Testing Foundation Models: Code That Won't Give the Same Answer Twice

A confession before we start

VinylCrate ships four on-device AI features built on Apple’s Foundation Models framework. Album insights, recommendations, collection summaries, the lot. I wrote a whole post about building them — running everything on-device with @Generable, no server, no API key. I wrote another one about wiring up tool calling so the model could reach into the user’s actual collection. (I’ve since written about how Apple Foundation Models became a hybrid platform — the same session routing across on-device, Private Cloud Compute, and frontier tiers.) Those were the chapters about building the thing.

This is the chapter where I admit I never tested it.

Not loosely. Precisely. The app had 59 @Test functions and a 942-line AIService, and not one of those tests touched the model.
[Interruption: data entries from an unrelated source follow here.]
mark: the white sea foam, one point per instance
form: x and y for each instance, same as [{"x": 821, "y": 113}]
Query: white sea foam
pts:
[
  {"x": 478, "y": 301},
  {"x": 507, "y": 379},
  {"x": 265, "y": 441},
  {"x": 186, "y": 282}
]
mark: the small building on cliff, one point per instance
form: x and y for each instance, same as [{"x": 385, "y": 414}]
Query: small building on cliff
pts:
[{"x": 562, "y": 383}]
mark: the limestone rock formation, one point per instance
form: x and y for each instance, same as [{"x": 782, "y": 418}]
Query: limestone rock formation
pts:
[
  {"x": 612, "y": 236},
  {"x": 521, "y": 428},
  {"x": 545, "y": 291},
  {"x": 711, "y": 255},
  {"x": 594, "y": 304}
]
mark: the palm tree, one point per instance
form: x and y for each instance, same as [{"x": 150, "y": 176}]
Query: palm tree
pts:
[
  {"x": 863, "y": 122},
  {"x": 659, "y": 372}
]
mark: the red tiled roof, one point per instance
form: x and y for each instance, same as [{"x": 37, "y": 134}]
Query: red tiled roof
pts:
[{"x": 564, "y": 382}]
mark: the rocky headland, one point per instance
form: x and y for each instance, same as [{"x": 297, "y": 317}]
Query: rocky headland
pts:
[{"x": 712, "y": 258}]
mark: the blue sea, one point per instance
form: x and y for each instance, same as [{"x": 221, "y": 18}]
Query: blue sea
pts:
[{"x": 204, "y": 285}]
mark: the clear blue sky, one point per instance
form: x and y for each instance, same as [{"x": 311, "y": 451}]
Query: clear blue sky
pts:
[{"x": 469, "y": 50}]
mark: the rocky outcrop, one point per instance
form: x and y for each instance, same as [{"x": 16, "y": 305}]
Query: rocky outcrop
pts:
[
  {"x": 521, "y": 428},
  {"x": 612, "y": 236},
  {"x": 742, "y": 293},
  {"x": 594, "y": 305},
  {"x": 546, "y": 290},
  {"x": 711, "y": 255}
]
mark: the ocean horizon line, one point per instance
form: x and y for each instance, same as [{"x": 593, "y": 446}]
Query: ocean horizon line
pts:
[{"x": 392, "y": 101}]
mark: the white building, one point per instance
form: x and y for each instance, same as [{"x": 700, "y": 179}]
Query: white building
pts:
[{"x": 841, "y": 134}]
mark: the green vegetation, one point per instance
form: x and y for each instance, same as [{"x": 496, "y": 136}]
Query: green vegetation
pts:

No determinism configuration. No seam to mock it. No assertion on what happens when the model refuses a prompt. I built a feature whose entire value is the output of a language model, and then I tested everything except the language model.

I know how that happened, because it’s the same way it happens to everyone. You sit down to write the first test, you type #expect(insight.summary == ...), and you stop. Because what goes on the right side of that ==? The model doesn’t return a fixed string. It returns a string. A good one, usually. A different one, often. There’s nothing to assert equality against, so you close the file and tell yourself the UI tests cover it.

They don’t. So let’s fix it properly — with Swift Testing, and a strategy built for non-deterministic output instead of against it.

Stop trying to assert equality on AI output

Here’s the reframe that unlocks all of this: a language model is not a function in the mathematical sense. The same input does not map to the same output. The moment you accept that, you stop asking “what string will it return” and start asking “what must be true about whatever it returns.”

That question has answers. Lots of them. They live at different levels of confidence — three concentric rings at which you can test non-deterministic Foundation Models output:

The deterministic floor — things that are structurally guaranteed no matter what words come out.
Behavior around a seam — your logic surrounding the model: caching, fallbacks, error mapping. Deterministic, offline, fast.
Evals — real prompts against the live model, scored against a rubric, tracked as a rate. Not pass/fail. A quality distribution.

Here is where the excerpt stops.